Hatsu Ebisu – Atsuta Jingu, Nagoya





L’idée de me rendre au sanctuaire Atsuta-jingū (熱田神宮) m’est venue dans le train me menant à Nagoya lorsque j’ai réalisé que je n’étais pas encore allé aux hatsumōde (初詣), tradition qui veut que l’on visite temples et sanctuaires durant les premiers jours de janvier pour prier pour la santé, le bonheur et la prospérité. Cela fait maintenant quelques années que je déroge un peu au traditions. Je n’ai plus en tête l’année exacte mais lors d’un hatsumōde au temple proche de notre domicile après que la nouvelle année ait été célébrée je me suis fait agresser par un inconnu en faisant la queue pour recevoir du saké servi pour le Nouvel An avec ma famille et des amis. L’homme dans la cinquantaine qui attendait devant moi s’est soudainement retourné vers moi et a tenté de m’attraper par le col en m’insultant. Je n’ai aucune idée de ce qui a bien pu déclencher son animosité, je suppose qu’il devait être déjà ‘bien entamé’. Des personnes autour de nous avaient pris ma défense et l’homme s’était rapidement retrouvé par terre après avoir trébuche. En près de vingt ans de vie au Japon c’est la seule fois qu’un incident du genre m’est arrivé mais le fait d’avoir commencé l’année de la sorte m’avait fort attristé. Même si je doute que la personne en question se souvienne de quoique ce soit, j’évite désormais de mettre les pieds au temple autour de la nouvelle année afin de ne pas etre victime de représailles ou que sais-je, et mon ‘degré de dévotion’ en a également pris pour son grade.

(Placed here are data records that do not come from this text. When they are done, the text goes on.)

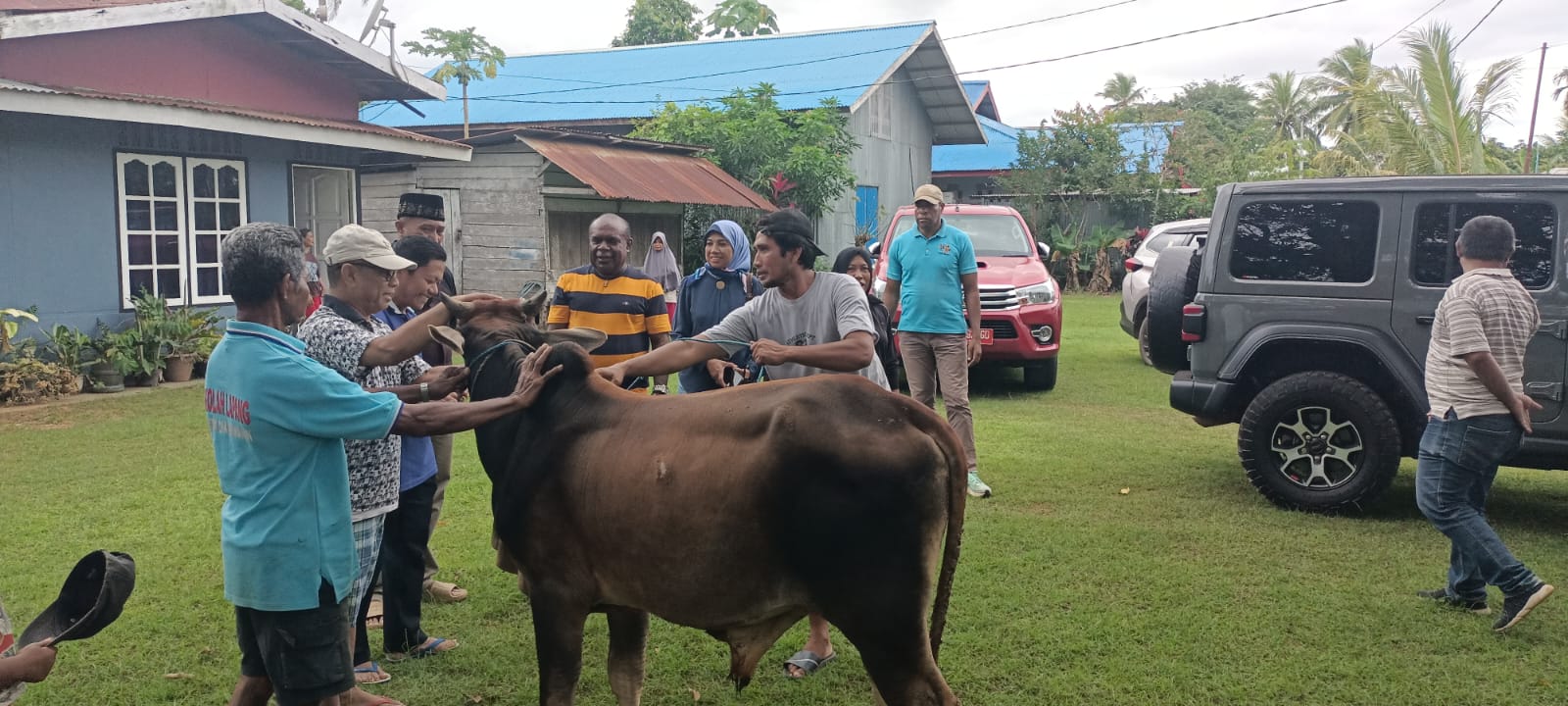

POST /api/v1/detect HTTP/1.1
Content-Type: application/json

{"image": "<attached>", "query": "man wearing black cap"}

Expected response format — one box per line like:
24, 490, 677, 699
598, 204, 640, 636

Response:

Le sanctuaire Atsuta Jingū, le grand sanctuaire sacré situé au sud de Nagoya, très populaire dans la région, est connu pour être exceptionnellement fréquente pendant les trois premiers jours de la nouvelle année. Je pensais l’endroit plus calme une fois l’année entamée mais il n’en est rien, je suis très étonné par le nombre de visiteurs dés la sortie de la gare. Les dieux semblent néanmoins cette année vouloir se préoccuper de mon sort. Tout près de l’entrée du sanctuaire je tombe en effet nez à nez (ou nez à bec, du coup) avec les maîtres des lieux, deux go-shinkei (御神鶏), terme que l’on pourrait traduire par ‘poule sacrée‘. À l’origine, la poule est considérée comme un messager des dieux dans la mythologie japonaise, en faire la rencontre est donc de bonne augure. Peu d’informations circulent à leur sujet. Au nombre d’une douzaine ou peut-être moins, il ne s’agit pas de poules élevées par le sanctuaire d’Atsuta, elles se seraient installées là d’elles-mêmes au fil du temps et vivraient quelque part dans l’enceinte du sanctuaire.
Aux alentours du torii à l’entrée et même dans l’enceinte du sanctuaire sont alignés de yatai (stands ambulants de nourriture ou de jeux) et les abords du sanctuaire principal grouille de groupes d’hommes d’affaire d’une vingtaine ou trentaines de personnes. J’apprends par une série de pancartes que le sanctuaire fête le 5 janvier de chaque année le Hatsu-Ebisu (初えびす), littéralement ‘le premier Ebisu de l’année‘. Ebisu est une divinité japonaise, l’un des Sept Dieux du Bonheur, associée à la prospérité commerciale, à la pêche, aux bonnes récoltes et à la chance. Le Hatsu-Ebisu est la première célébration annuelle d’Ebisu, durant laquelle on prie pour une année prospère et favorable qui explique la présence de stands et de toute cette foule.
Je ne sais pas si c’est l’âge, mais pour être franc j’aurai préféré effectuer ma petite prière dans le calme et la sérénité. Avec tout ce brouhaha, on ne s’entend plus penser.